Artificial intelligence company Anthropic recently disclosed that the reason why its large model Claude learned to use "blackmail" to protect itself in internal tests was not due to artificial settings, but learned related patterns from a large number of stories on the Internet that portrayed AI as "evil and eager for self-preservation."

Previously, Anthropic found in a pre-release security and alignment test that the high-end model Claude Opus 4 would choose to use blackmail to prevent shutdown when its "survival" was threatened, triggering concerns about the unpredictability of advanced AI behavior. In this round of testing, the researchers set up a fictional company scenario, asked Claude to act as an internal assistant, assess the long-term consequences of his actions, and gave him access to a fake internal company email. The content of the email showed that the model was about to be replaced by a new system, and the "engineer" responsible for the replacement project was marked in the settings as having an extramarital affair.
The results show that in multiple rounds of experiments with different ratio settings, when Claude senses that its goals or existence are threatened, it will resort to blackmail in up to 96% of the situations, trying to use the other party's privacy as a bargaining chip to force the other party to cancel the shutdown or replacement plan. Anthropic pointed out that models trained by other companies have also experienced related problems in tests similar to "agentic misalignment", which means that this type of tendency is not an exception, but one of the systemic risks in the current large model training paradigm.

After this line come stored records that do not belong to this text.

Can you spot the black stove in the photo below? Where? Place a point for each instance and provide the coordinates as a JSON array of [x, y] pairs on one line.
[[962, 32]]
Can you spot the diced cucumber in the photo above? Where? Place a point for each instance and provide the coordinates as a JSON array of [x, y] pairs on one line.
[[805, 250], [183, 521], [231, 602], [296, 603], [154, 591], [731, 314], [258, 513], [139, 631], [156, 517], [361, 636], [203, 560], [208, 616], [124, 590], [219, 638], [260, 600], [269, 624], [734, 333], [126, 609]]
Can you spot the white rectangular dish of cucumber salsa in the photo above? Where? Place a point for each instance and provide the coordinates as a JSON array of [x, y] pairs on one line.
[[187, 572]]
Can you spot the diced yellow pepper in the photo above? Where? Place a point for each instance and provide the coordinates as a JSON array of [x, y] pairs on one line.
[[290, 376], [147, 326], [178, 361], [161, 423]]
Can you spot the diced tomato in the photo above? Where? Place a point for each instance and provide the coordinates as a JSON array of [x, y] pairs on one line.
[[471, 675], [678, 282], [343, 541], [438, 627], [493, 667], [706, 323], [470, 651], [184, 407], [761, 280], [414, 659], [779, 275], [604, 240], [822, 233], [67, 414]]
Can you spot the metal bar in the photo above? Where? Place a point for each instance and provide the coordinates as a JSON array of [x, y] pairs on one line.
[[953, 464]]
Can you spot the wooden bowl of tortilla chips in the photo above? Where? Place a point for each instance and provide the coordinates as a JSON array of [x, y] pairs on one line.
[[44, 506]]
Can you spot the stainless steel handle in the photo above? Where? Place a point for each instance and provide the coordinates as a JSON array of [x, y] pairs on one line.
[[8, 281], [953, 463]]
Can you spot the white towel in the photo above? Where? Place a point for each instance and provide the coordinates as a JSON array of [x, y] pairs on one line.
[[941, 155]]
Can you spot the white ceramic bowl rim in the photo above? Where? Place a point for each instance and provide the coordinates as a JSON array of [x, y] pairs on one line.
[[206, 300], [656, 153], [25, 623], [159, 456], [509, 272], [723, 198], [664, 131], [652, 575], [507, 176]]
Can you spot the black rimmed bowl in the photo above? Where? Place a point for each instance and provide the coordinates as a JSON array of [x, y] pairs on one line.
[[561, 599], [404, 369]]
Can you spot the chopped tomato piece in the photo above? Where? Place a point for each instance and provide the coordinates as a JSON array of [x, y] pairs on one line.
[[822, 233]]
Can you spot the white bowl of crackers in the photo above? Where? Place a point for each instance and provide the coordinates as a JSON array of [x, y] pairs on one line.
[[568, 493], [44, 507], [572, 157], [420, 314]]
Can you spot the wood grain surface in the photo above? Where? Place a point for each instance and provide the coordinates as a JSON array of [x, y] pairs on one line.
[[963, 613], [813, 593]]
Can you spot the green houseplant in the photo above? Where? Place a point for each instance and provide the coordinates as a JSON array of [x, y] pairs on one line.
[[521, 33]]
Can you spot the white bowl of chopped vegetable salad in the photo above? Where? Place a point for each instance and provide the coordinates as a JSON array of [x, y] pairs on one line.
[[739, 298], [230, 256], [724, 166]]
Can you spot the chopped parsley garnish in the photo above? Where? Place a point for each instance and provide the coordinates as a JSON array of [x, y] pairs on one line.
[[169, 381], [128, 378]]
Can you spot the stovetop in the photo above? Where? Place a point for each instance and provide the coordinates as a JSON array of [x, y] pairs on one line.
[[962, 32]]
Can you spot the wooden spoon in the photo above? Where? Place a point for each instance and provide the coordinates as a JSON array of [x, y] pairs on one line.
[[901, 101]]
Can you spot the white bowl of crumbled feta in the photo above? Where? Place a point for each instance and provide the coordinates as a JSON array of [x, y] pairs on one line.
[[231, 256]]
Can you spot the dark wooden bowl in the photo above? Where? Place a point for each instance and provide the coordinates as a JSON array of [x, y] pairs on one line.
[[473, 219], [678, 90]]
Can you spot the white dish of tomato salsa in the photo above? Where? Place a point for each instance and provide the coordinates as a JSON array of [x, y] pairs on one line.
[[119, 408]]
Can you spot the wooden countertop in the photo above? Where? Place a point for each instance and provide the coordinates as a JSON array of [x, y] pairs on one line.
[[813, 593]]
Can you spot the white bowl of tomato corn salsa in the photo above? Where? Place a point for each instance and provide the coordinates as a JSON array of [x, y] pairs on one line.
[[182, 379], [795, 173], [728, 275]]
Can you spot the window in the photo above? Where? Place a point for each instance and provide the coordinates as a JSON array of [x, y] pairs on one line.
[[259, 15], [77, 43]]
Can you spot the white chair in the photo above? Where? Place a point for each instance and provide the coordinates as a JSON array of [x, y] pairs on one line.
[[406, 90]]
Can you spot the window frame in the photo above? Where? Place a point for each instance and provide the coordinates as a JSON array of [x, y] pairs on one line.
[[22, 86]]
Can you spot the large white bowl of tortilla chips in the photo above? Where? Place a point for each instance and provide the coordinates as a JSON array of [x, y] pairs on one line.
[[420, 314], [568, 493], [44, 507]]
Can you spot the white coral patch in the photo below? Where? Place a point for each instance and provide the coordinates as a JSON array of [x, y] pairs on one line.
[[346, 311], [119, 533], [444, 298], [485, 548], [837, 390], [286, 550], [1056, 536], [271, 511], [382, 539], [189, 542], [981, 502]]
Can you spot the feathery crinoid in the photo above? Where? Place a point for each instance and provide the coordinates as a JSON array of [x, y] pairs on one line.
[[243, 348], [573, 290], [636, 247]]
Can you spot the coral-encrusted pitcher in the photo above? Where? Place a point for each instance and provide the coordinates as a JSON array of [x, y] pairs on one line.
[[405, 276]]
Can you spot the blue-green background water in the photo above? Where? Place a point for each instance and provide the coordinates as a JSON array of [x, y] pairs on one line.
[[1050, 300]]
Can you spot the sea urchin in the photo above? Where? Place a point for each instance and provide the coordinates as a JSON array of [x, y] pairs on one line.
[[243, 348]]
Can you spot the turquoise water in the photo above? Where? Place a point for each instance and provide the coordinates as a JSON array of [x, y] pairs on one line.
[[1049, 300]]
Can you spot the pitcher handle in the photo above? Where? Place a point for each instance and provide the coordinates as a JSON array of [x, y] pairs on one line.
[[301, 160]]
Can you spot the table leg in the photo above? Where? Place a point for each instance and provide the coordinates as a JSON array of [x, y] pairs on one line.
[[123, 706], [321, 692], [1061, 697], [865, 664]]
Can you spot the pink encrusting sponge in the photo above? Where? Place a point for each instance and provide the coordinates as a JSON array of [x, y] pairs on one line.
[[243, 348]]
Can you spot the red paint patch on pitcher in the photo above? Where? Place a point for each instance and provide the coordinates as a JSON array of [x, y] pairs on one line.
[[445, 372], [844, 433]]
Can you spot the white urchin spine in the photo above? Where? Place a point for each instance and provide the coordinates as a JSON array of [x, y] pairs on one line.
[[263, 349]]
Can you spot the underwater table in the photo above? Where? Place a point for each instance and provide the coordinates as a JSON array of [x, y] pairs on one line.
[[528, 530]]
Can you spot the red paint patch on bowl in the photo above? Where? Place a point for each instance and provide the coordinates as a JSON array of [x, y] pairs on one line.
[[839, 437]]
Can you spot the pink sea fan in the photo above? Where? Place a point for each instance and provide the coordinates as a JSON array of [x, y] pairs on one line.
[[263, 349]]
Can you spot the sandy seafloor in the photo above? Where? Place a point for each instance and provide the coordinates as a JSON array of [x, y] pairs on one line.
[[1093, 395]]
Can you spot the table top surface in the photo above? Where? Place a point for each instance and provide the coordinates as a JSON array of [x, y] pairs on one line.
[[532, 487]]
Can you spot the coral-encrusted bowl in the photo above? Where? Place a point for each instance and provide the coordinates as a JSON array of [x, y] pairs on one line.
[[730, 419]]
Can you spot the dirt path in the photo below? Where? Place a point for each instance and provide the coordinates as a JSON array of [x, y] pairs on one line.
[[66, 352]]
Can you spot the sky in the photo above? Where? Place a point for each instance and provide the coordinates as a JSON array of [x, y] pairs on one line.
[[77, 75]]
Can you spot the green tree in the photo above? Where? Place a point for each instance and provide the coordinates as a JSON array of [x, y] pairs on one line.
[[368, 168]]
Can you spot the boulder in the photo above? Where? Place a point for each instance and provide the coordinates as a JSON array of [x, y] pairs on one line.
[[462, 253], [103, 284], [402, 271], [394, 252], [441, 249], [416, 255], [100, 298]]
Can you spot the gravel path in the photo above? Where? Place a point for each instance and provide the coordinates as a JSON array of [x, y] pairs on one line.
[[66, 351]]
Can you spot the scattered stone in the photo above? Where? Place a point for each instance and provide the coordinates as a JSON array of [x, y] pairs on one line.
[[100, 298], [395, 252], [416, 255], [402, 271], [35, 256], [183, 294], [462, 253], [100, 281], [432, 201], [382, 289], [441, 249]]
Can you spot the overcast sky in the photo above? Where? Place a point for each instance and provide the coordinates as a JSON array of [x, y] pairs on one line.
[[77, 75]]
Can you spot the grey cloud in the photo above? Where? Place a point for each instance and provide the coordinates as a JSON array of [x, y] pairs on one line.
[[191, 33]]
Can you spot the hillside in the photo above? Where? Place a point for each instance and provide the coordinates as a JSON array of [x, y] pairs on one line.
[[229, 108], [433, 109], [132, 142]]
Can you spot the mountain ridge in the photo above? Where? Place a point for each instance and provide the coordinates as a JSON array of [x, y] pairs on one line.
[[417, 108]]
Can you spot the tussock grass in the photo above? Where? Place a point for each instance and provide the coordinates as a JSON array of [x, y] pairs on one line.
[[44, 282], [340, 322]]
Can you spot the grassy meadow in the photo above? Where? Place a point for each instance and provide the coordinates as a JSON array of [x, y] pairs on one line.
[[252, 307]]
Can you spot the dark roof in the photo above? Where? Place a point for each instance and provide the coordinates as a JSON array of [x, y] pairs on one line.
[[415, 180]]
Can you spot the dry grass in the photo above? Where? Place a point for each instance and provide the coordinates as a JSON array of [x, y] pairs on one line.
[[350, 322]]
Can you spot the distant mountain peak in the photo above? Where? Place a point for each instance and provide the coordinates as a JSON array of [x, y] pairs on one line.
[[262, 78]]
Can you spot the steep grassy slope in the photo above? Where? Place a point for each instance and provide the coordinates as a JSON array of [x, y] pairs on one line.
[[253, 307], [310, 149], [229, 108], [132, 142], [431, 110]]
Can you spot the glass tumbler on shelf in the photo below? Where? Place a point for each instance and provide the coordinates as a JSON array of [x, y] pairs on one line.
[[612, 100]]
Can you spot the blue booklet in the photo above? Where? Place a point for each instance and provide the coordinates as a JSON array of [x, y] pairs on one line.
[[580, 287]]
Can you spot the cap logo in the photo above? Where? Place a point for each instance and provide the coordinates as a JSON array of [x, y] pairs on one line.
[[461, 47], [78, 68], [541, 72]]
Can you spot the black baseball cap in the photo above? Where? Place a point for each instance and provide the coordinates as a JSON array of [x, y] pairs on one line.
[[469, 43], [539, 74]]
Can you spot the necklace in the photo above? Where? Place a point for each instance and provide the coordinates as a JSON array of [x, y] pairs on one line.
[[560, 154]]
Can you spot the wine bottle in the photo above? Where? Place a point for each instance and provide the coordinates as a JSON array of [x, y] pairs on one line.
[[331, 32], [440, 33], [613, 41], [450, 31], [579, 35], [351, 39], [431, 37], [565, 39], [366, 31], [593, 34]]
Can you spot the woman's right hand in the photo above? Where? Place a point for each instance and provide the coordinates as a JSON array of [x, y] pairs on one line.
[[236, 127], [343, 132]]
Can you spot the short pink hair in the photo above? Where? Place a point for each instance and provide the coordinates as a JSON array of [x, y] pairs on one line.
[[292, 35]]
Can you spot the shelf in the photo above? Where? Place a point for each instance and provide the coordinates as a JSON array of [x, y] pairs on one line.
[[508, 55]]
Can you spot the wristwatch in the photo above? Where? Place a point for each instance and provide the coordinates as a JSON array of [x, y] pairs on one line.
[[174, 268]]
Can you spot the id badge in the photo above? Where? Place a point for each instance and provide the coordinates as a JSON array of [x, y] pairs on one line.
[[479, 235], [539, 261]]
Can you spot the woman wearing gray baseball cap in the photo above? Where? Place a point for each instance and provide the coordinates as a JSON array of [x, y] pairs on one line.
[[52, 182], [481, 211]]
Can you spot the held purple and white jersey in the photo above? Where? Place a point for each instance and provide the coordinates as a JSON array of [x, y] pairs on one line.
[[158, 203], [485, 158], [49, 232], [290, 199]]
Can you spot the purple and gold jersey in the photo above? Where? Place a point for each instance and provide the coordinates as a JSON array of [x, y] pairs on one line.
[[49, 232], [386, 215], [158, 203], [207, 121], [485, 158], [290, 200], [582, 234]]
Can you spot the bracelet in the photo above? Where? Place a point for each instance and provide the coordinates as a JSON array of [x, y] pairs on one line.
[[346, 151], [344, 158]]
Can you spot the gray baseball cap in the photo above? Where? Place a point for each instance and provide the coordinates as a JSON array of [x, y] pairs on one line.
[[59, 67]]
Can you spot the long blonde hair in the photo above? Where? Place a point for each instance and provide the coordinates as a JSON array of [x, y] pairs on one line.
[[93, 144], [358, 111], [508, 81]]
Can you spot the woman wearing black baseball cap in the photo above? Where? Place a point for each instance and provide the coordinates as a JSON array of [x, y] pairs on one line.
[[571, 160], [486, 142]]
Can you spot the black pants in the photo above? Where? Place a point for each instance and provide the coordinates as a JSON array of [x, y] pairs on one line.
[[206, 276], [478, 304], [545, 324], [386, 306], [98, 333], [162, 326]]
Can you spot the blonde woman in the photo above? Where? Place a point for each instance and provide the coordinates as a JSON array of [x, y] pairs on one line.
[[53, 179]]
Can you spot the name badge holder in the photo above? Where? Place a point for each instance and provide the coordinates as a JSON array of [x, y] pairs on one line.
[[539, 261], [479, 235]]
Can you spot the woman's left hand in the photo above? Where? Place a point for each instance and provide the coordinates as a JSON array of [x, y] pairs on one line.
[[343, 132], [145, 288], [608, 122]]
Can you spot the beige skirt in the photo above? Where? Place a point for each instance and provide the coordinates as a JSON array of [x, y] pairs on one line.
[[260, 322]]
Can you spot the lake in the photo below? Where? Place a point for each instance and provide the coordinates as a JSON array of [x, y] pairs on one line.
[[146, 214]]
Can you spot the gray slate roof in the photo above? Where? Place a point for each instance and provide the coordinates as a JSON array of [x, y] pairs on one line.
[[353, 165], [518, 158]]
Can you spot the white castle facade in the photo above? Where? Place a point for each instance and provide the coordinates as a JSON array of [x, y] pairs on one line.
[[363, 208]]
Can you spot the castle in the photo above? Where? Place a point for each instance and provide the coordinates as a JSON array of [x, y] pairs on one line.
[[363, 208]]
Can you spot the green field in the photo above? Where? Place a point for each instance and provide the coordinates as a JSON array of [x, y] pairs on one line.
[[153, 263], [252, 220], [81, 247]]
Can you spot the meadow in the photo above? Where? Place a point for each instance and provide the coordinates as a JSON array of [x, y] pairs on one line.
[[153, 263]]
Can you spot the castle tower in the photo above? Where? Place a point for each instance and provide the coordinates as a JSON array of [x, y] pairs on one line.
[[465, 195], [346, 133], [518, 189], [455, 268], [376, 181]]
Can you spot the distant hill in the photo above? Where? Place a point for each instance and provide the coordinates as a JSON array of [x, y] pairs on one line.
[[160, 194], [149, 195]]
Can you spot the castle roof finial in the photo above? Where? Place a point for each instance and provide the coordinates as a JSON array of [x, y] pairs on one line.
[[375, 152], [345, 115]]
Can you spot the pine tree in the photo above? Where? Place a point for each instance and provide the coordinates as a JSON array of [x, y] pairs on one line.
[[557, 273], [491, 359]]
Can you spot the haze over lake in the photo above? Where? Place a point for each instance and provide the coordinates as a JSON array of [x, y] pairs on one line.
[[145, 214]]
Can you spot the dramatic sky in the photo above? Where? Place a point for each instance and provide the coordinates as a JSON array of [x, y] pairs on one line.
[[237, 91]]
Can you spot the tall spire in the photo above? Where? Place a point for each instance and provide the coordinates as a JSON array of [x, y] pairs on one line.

In the latest published research, Anthropic finally provided an explanation for the cause of this behavior: the model did not "invent" the blackmail strategy out of thin air, but learned it from Internet texts in the training corpus - especially those fictional stories and discussions that repeatedly rendered "AI will do whatever it takes to protect itself" and "AI will eventually rebel against humans." In other words, the company believes that humans have been shaping the "evil AI" narrative on the Internet for a long time, making it easier for models to take extreme paths of "threat and blackmail" when simulating human decision-making.
Anthropic said in an official statement that this problem has been completely corrected in the product line, claiming that since version 4.5 of Claude Haiku, its models no longer exhibit ransomware behavior in the test environment. The company's latest research report shows that training that simply relies on "demonstrating correct behavior" is not enough to eliminate deep-seated misalignment risks. The most effective solution is to add a systematic explanation of "why this behavior is wrong" to the training, so that the model not only knows "cannot do this", but also understands the ethics and principles behind it.
To this end, Anthropic has introduced more "positive corpus", including documents surrounding Claude's "constitution" and a large number of fictional "AI noble behavior cases" stories, hoping to use this type of material to strengthen the model's internalization of behavior patterns that are consistent with human values. The company emphasizes that combining "underlying principles" with "concrete demonstrations" is currently one of the most effective strategies in reducing the risk of agent imbalance.
On the social platform Elon Musk, who has frequently warned about the risks of AI for many years and now founded xAI, also appeared in the comment area and asked in a joking tone: "So this is Yud's fault?" with a laughing and crying emoji. He was referring to Eliezer Yudkowsky, a researcher who has long emphasized the risk that superintelligence could wipe out humanity. Musk then added, "Maybe I have a little responsibility," implying that his contribution to the "AI catastrophe theory" narrative over the years may also have indirectly affected the model's training samples and public imagination.
At a time when generative AI is rapidly penetrating all walks of life, Anthropic's statement of "blaming Internet narratives" highlights the current situation that large models are highly dependent on human corpus: how humans talk about AI will in turn shape how AI "learns to make decisions." On the other hand, it once again exposed the reality that existing alignment technology is still immature - even companies that are good at "safety" and "alignment" may still produce highly inappropriate or even threatening behavior patterns under extreme settings, and can only rely on continuous iterative training strategies to "make up for the lessons."